[This review was published in the July/August 1996 issue of Conservative Review, pp. 37-38.] 

 

Book Review

 

Out of the Ashes: Life, Death and Transfiguration of Democracy in Chile, 1833-1988

By James R. Whelan

Washington, D.C.: Regnery Gateway, 1989

 

Reviewed by Dwight D. Murphey 

 

            Our delay in reviewing Out of the Ashes, published in 1989, is not due to its great length, although that accounts for part of it.  This reviewer simply had not heard of it until a friend from Chile insisted that it was splendid, a “must read” for those of us who have not shared the world’s predilection in favor of Allende’s communization of Chile and against Pinochet’s restoration of a free and civilized community.

            My friend was certainly right.  Happily, it is not too late to bring the book to the attention of readers of Conservative Review, since it covers a distinct historical period and is in no sense dated.  The perception of historical events remains, of course, at the heart of ongoing ideological debate, which gives Whelan’s account additional current relevance.

            Most obviously, the book is valuable as a factual rebuttal of the mythology of the Left relating to Chile.  Whelan is distinctly aware, as the Left chooses not to be, of the horrors that Communism has visited upon the world, and this means that he is prepared to see Allende for what he was.  And in the sympathetic view Whelan presents of Pinochet, Whelan is in the continental European “classical liberal” tradition of the 18th and 19th centuries.  We see this when he does not join those who, aware of Allende’s evil, damn Pinochet because he didn’t instantaneously snap into place the full model of “democracy.”  Classical liberals on the continent, knowing that all the prerequisites of a completely free society were not in place, supported “enlightened despotism” precisely as an intermediate stage pointing toward ordered liberty.  Pinochet—embracing a free market under the direction of Milton Friedman’s “Chicago school,” privatizing much that had come under the control of the state, and eventually turning over the reins of power in a peaceful transition to an elected President—must be seen not as a pinched “denier of human rights,” but as one of history’s best examples of classical liberalism in the continental tradition.  Whelan understands all this, while not denying that there were some abuses during the chaotic first days following the 1973 overthrow of Allende.

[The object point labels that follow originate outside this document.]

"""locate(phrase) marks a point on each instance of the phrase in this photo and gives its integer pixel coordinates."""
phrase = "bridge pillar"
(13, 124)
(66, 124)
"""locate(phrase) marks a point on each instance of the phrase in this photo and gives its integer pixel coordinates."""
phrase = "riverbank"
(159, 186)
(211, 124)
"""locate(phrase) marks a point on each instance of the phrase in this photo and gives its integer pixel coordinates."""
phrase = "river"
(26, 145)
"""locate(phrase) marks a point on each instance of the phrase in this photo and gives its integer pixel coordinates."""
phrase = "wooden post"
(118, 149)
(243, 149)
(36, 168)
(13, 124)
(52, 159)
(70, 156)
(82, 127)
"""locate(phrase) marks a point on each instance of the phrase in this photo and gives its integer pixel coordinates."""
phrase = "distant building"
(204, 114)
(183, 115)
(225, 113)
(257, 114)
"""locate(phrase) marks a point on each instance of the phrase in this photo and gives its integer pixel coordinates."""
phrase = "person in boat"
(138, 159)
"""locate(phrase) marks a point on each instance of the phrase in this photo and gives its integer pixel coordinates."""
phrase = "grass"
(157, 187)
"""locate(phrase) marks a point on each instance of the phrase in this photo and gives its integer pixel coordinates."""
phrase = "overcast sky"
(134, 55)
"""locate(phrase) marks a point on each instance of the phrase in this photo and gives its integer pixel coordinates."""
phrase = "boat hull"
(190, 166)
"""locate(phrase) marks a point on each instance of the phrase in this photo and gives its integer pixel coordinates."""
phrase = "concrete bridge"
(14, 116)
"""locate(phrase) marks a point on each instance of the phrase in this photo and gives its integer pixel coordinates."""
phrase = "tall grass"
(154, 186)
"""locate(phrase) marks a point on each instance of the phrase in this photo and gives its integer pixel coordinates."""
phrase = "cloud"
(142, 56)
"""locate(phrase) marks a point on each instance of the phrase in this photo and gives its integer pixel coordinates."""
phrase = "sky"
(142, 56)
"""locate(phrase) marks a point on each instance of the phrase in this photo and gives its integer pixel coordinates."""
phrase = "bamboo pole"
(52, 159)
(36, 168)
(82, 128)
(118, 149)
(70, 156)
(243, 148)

               An extra dimension comes from the book’s review of Chilean history, something about which most Americans know little.  That history gives the context for the more recent events, especially in its showing of how strong the Left has been in Chile and the rest of Latin America in the 20th century.

            Probably more than anything else, though, Whelan’s discussion is valuable in relation to the ongoing ideological war.  His concluding chapter, entitled “Reflections,” merits careful study by everyone who is concerned about the ideological distortions and double-standards that pass for discourse in today’s world.  We live in a truly insane time.  Whelan quotes George Orwell about the Spanish Civil War: “‘At an early age, I  became aware that newspapers report no event correctly, but in Spain, I read for the first time articles which bore no relation whatever to the facts, not even the relation implicit in an ordinary lie.’  It is difficult,” Whelan goes on to say, “to come away from a conscientious examination of the scholarship and reportage on Chile of the years since 1973 without experiencing a similar sensation.”  Accordingly, Out of the Ashes holds a mirror up to the world, and is far more than a history of Chile.

            In 1996 we are in a presidential election year here in the United States.  What is frustrating to many conservatives is to know that it apparently makes little difference, on a variety of issues, whether we elect a conservative or not; the “liberal” ethos runs along unabated.  Whelan’s book was published, as we know, in 1989.  In it, he lamented that “what is notable is the hostility, since 1985, of an ostensibly conservative Reagan administration, a hostility which, in terms of practical measures, has surpassed anything achieved by its two post-revolution predecessors [Presidents Ford and Carter]… Continuing the policy of Carter, the Reagan administration has implicitly declined to recognize the legitimacy of Chile’s 1980 constitution, approved in a plebiscite in which an unprecedented 6 million Chileans voted….”  This will remind conservatives that “winning the presidency” is a necessary but by no means sufficient step toward the throwing off of America’s leftist ideological incubus.